High times in publishing!
It’s a new week in a new year. Why NOT write another article about the downturn in publishing due to the new economy.
Except, I’m not sure what publishing world this article is talking about:
For decades the New York publishing world promised a romantic life of fancy lunches, sparkling parties, sophisticated banter and trips to spots like the Caribbean to pitch books to sales representatives. If the salaries were not exactly Wall Street caliber, well, they came with a milieu that mixed cultural swagger with pure Manhattan high life.
Seriously? Has this writer ever TALKED to someone in book publishing. Because that’s not the world I know.

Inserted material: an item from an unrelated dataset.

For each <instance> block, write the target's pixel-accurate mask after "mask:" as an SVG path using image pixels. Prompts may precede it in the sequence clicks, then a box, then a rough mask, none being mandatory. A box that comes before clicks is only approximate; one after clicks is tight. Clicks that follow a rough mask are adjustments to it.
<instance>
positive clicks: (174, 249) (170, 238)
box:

Sure, I got to go to a book launch at Gracie Mansion, where we ate Costco style appetizers and mingled with the elite of the Landmarks Commission. That’s hardly Capote’s Black and White Ball, I’ll have you know. Events like that don’t happen every day, week or even month.
Yes, on occasion, we travel to warm climates to have sales conferences. Business travel being so glamorous, and all. It doesn’t mention that often you don’t see the outside of the hotel for days at a time. I’d much rather be home with my family at night than having to sleep in a generic hotel room and face back to back meetings the next day. I can see BEA being less important to publishers but Frankfurt and London are awfully important to deal making, and to portray them as a total boondoggle is misleading.
I really don’t think that even if our expense accounts were taking on as much as this article implies, that it’s the biggest problem we’re facing in publishing. How about sky-high advances for mid-list books that don’t earn out? What about printing books to sell into an account for a promotion, and then having to take 1/2 of them back, not to be resold, and that’s considered a success?
I can see people reading this and getting really mad, thinking that we’re all ready for our next meal at Le Cirque. Well, I certainly am, but it doesn’t mean I’m going to be expensing it.